Because of the proximity of the hypothalamus to the pituitary gland—the two together are known as the hypothalamic-pituitary axis—a question that haunted this research in its early years was which of these two regions played the dominant role in weight regulation. Researchers had managed to induce extreme corpulence in rats, mice, monkeys, chickens, dogs, and cats by puncturing their brains in this pituitary-hypothalamic region. The controversy was definitively resolved in 1939 by Stephen Ranson, who was then director of the Institute of Neurology at Northwestern University and perhaps the leading authority on the neuroanatomy of the brain, and his graduate student Albert Hetherington. The two demonstrated that it was, indeed, the hypothalamus, not the pituitary, that regulated adiposity in the rats; lesions in a region called the ventromedial hypothalamus (VMH) would induce corpulence even in those animals that had their pituitary glands removed.

John Brobeck, a Yale researcher who had done his Ph.D. work with Ranson, was the first to propose a mechanistic explanation for the phenomenon.

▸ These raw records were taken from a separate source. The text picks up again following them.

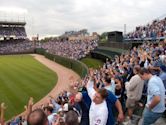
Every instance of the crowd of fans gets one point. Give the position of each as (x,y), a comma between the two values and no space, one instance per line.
(16,46)
(73,50)
(18,32)
(120,83)
(156,29)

Brobeck had replicated Hetherington’s experiments in his Yale laboratory and then read Newburgh’s articles arguing a perverted appetite as the cause of obesity. Now Brobeck perceived his research as providing experimental confirmation in laboratory animals of Newburgh’s hypothesis. The hypothalamic lesions, Brobeck argued, served to damage what amounted to a center of hunger regulation in the hypothalamus. The lesions made the rats hungry, and so the rats over ate and grew obese. He would later write about his astonishment at how voraciously these surgically lesioned rats ate. Because obesity in most of his rats (but not all) appeared only after the rats began eating ravenously, Brobeck reasoned incorrectly that “the laws of thermodynamics suggest that…food intake determines weight gain.” Brobeck coined the term hyperphagia to describe the extraordinary hunger manifested by these animals, and hyperphagia would become the accepted technical term for a perverted appetite that leads to obesity.